Podczas następnego odliczania więzień nr 8612 powiedział do innych więźniów "nie możecie stąd wyjść, nie da się przerwać eksperymentu". To była dla nich naprawdę przytłaczająca wiadomość, zwiększająca ich poczucie bycia uwięzionymi. Więzień nr 8612 następnie zaczął zachowywać się jak cierpiący na poważne zaburzenia umysłowe: krzyczał, przeklinał, zupełnie nie panował nad sobą. Dopiero po pewnym czasie przekonaliśmy się, że jest naprawdę chory i że musimy go wypuścić.


Rodzice i przyjaciele

Następnego dnia urządziliśmy godzinę odwiedzin dla rodzin i przyjaciół. Obawialiśmy się, że gdy rodzice zobaczą stan naszego więzienia, będą chcieli zabrać naszych podopiecznych do domów. By temu zapobiec, postaraliśmy się wszyscy, aby więzienie wypadło miło i przytulnie. Umyliśmy, ogoliliśmy i wyszykowaliśmy więźniów na wizytę, kazaliśmy im wyczyścić cele, daliśmy im sutą kolację, włączyliśmy muzykę przez interkom. Zaprosiliśmy również Susie Phillips, cheerleaderkę ze Stanford, żeby witała naszych gości przy recepcji.

Kiedy już przyszło kilkunastu gości, byli zaskoczeni nowatorstwem i przyjaznością naszego więzienia. Stopniowo zaczęliśmy wprowadzać ograniczenia. Kazaliśmy im rejestrować się, potem musieli pół godziny czekać na spotkanie z więźniem, na odwiedzinach mogło być tylko dwóch gości, a czas wizyty nie mógł przekroczyć dziesięciu minut. Cała wizyta odbywała się w obecności strażnika.
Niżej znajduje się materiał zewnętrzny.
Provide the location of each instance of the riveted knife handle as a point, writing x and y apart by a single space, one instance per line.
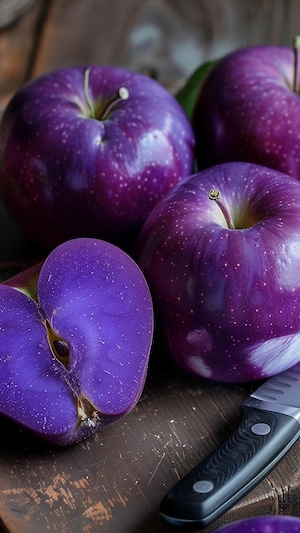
232 470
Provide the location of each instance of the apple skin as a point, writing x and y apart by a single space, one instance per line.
246 110
91 296
66 174
227 301
263 524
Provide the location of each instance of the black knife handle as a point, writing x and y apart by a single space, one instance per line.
232 470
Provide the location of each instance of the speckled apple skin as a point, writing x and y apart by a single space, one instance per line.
227 300
67 175
97 300
247 111
263 524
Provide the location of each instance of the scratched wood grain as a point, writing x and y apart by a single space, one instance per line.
115 480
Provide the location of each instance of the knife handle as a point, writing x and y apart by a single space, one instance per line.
232 470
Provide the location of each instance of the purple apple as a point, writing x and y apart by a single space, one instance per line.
225 272
263 524
75 337
248 109
89 150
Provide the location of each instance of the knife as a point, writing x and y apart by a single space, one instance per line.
269 426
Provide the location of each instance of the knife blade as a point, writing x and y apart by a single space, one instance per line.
269 426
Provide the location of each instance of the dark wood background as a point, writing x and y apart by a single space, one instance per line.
114 481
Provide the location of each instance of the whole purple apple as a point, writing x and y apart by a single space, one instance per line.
221 254
89 150
263 524
248 109
75 337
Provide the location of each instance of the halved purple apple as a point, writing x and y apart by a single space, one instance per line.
75 337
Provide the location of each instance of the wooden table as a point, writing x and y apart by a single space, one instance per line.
115 480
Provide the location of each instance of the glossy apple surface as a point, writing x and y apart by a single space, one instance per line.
75 337
264 524
247 110
227 300
89 150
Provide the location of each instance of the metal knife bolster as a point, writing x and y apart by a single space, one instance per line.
263 436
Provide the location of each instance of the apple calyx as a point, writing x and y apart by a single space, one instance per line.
102 114
215 195
86 412
296 46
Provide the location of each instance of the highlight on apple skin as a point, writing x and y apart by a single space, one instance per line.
248 109
227 298
75 337
87 151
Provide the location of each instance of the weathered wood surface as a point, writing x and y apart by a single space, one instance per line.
114 481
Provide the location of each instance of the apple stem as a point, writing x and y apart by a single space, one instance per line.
122 94
215 195
86 92
296 46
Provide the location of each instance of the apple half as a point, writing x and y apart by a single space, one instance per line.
75 337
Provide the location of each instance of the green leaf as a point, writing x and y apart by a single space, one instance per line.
188 94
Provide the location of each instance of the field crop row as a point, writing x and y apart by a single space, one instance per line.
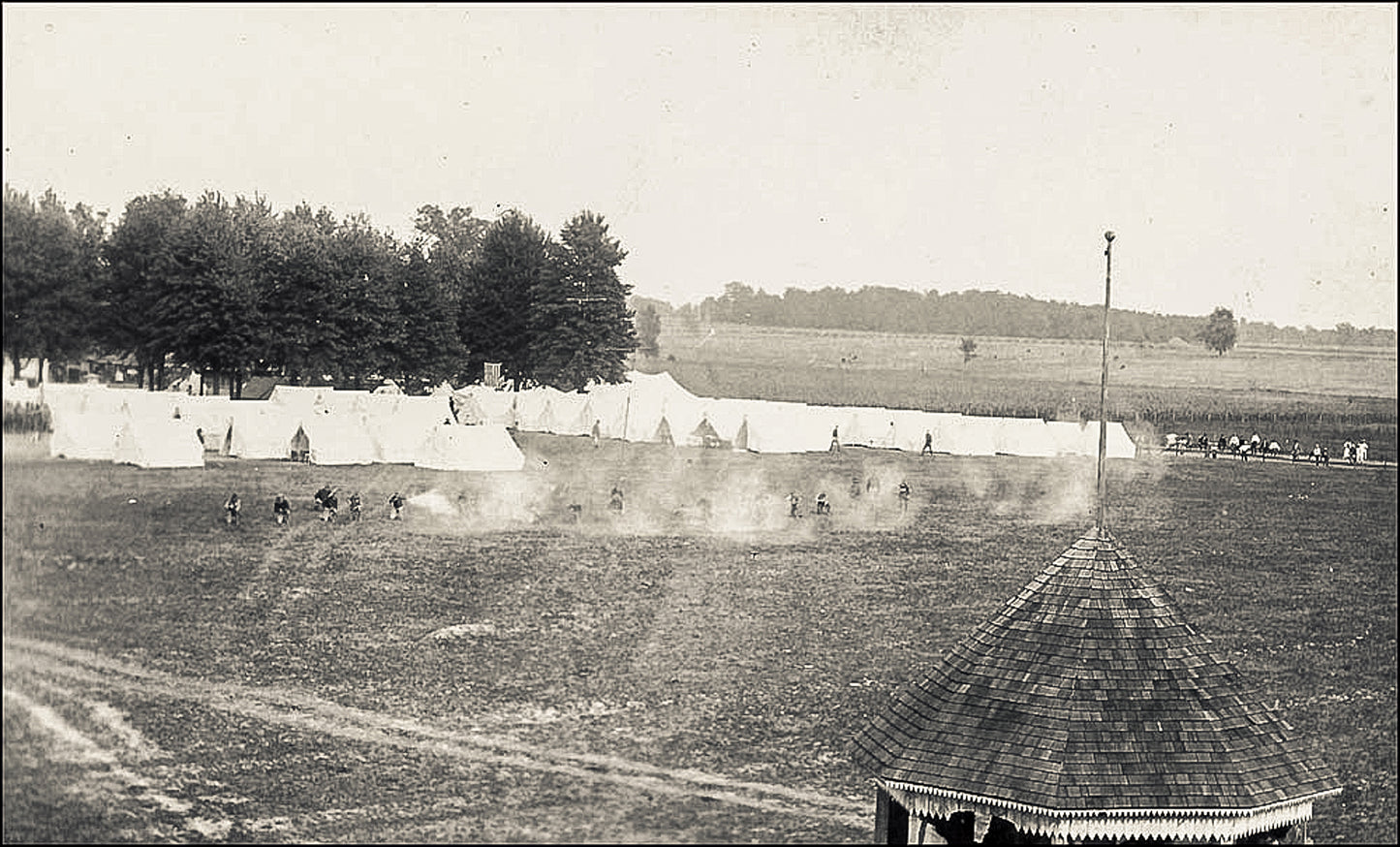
1315 396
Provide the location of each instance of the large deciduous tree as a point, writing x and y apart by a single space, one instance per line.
211 309
581 327
494 318
1220 330
53 270
144 254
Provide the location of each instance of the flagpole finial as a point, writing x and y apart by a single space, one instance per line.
1104 385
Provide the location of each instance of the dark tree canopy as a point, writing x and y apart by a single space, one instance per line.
53 273
494 318
579 322
1220 330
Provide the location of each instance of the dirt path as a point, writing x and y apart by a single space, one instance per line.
88 673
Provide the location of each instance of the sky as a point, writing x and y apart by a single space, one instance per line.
1245 156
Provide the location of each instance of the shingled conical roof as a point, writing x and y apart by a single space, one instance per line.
1088 707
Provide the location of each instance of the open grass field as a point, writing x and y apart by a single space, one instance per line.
1327 395
494 670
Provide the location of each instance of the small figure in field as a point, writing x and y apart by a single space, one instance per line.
232 507
280 510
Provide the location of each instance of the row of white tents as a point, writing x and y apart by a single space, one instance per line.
655 408
466 430
317 424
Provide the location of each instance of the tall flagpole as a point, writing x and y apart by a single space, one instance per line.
1104 378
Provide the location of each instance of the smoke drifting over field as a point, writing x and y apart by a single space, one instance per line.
569 484
670 491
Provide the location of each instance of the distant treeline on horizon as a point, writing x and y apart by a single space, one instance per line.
877 308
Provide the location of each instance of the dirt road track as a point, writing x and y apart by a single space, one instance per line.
310 713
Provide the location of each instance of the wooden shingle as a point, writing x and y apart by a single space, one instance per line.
1088 693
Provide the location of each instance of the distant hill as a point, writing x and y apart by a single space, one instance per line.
983 314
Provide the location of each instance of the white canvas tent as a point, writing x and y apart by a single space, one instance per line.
85 436
337 438
969 436
496 406
1022 437
398 425
209 415
157 443
776 427
260 430
483 447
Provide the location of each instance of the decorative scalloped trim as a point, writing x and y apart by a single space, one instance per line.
1223 825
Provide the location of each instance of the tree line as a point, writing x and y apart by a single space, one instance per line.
232 289
988 314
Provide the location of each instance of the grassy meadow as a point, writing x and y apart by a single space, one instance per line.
1327 395
500 667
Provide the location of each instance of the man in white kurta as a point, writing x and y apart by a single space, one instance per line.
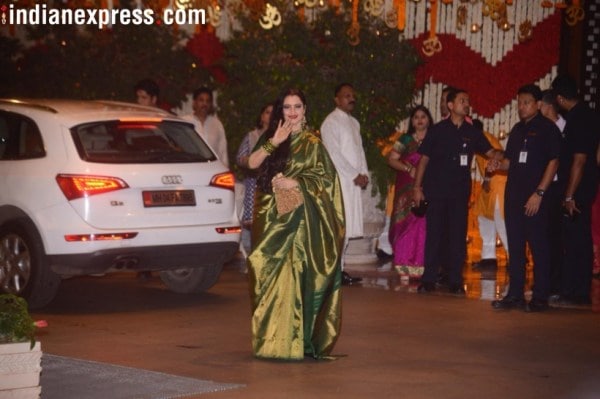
340 133
207 125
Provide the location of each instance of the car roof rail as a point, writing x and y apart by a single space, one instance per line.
29 104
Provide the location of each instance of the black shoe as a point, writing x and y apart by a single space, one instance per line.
457 289
536 305
425 287
382 255
509 302
349 280
563 300
442 280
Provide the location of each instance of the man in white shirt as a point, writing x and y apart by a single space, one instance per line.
341 136
206 123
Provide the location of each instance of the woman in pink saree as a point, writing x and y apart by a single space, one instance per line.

Zanim jednak można było spotkać się w więźniem, konieczna była konsultacja z naczelnikiem więzienia. Oczywiście rodzice narzekali na te wszystkie reguły, ale co dziwne, dostosowywali się. W ten sposób najzwyklejsi, dobrzy rodzice też stali się w pewnym sensie aktorami w naszym więziennym przedstawieniu.
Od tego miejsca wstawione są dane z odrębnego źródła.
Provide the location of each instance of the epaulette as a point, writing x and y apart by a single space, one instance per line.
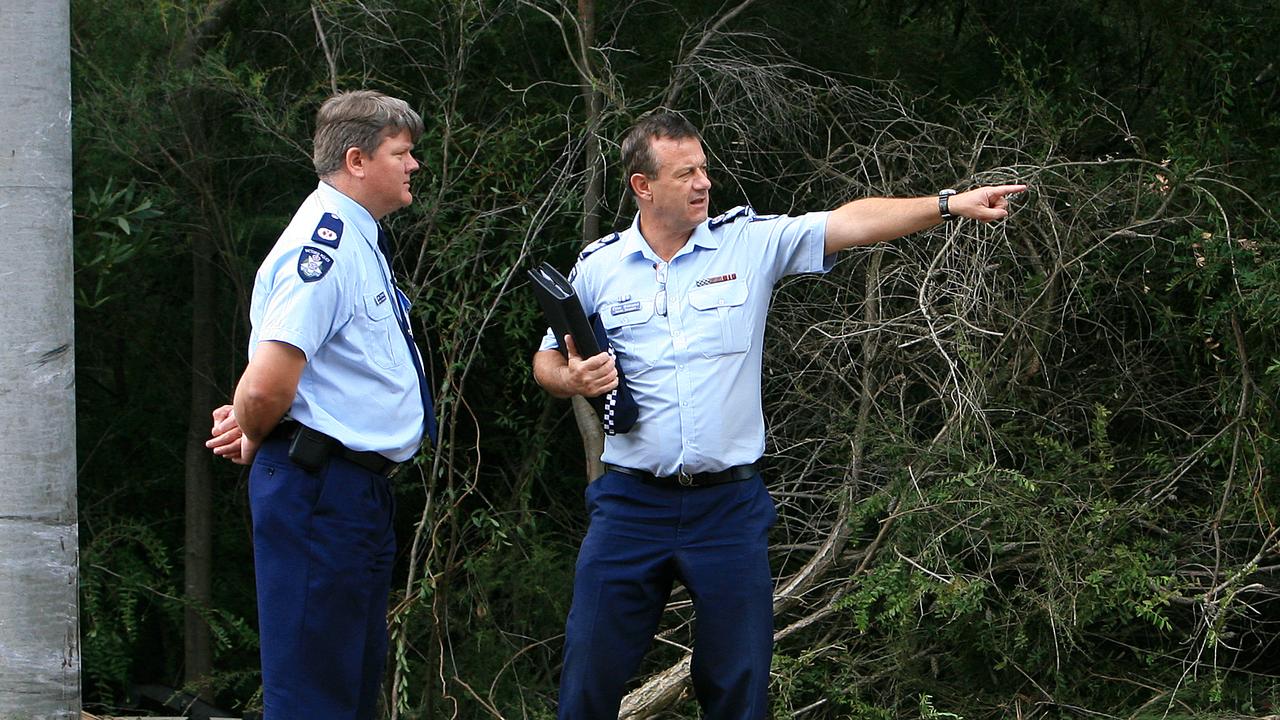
328 231
731 215
604 241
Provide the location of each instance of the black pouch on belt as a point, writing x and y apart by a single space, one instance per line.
310 449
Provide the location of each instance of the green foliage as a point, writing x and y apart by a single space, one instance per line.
1048 445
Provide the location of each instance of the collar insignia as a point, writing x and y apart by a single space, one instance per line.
329 231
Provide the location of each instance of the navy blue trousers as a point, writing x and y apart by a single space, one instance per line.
643 537
323 554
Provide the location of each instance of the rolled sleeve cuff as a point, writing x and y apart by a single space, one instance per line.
288 337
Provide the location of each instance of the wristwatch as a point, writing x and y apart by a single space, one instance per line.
944 197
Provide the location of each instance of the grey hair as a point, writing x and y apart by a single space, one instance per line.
638 144
359 118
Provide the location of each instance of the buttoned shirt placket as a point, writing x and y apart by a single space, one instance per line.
398 308
682 355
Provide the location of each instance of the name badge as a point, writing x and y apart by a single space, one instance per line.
625 308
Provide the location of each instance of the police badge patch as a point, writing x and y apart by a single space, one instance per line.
329 231
312 264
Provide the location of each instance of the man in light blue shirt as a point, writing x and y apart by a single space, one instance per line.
684 299
332 401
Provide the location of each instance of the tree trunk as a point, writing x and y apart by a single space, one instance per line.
197 554
39 616
197 542
592 100
588 422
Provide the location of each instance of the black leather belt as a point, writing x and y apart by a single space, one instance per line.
366 459
735 474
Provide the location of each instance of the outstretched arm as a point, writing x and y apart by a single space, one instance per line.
877 219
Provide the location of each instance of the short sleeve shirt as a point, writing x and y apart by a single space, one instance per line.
689 333
325 288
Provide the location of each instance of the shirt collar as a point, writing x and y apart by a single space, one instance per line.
635 242
351 212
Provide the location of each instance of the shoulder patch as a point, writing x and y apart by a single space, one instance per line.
328 231
312 264
732 215
603 242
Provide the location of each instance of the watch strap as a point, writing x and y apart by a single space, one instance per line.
944 204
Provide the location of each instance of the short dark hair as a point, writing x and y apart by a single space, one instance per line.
359 118
638 144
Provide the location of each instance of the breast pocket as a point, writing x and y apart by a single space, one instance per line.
382 335
720 318
627 324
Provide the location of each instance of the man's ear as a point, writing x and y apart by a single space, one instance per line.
640 186
355 162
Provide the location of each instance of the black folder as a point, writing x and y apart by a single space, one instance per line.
617 409
563 311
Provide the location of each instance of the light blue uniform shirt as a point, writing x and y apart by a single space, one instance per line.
327 290
689 333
Niektórzy rodzice bardzo się zmartwili gdy zabaczyli jak zmęczeni i strapieni są ich synowie. Ale ich reakcja była pożądana, bo chcieliśmy by oni też mieli swój wkład w eksperyment, żeby napisali osobiste podania do inspektora więzienia z prośbą o polepszenie warunków dla ich syna. Kiedy jedna z matek podeszła do mnie i powiedziała, że nigdy nie widziała, żeby jej syn tak źle wyglądał, automatycznie odpowiedziałem zrzucając winę na nią: "A co mu jest? Czy on źle sypia?". Następnie spytałem ojca "czy myśli pan że syn sobie da radę?".

"Oczywiście, że tak" -- zjeżył się ojciec -- "to bardzo twardy chłopak". "Chodź, kochanie, już dość czasu tu sterczeliśmy" -- rzekł do żony, po czym powiedział do mnie "do zobaczenia następnym razem!".


DYSKUSJA

Porównaj reakcje naszych gości z zachowaniem ludzi w zetknięciu z prawdziwymi policjantami. Co jest charakterystycznego w ich zachowaniu?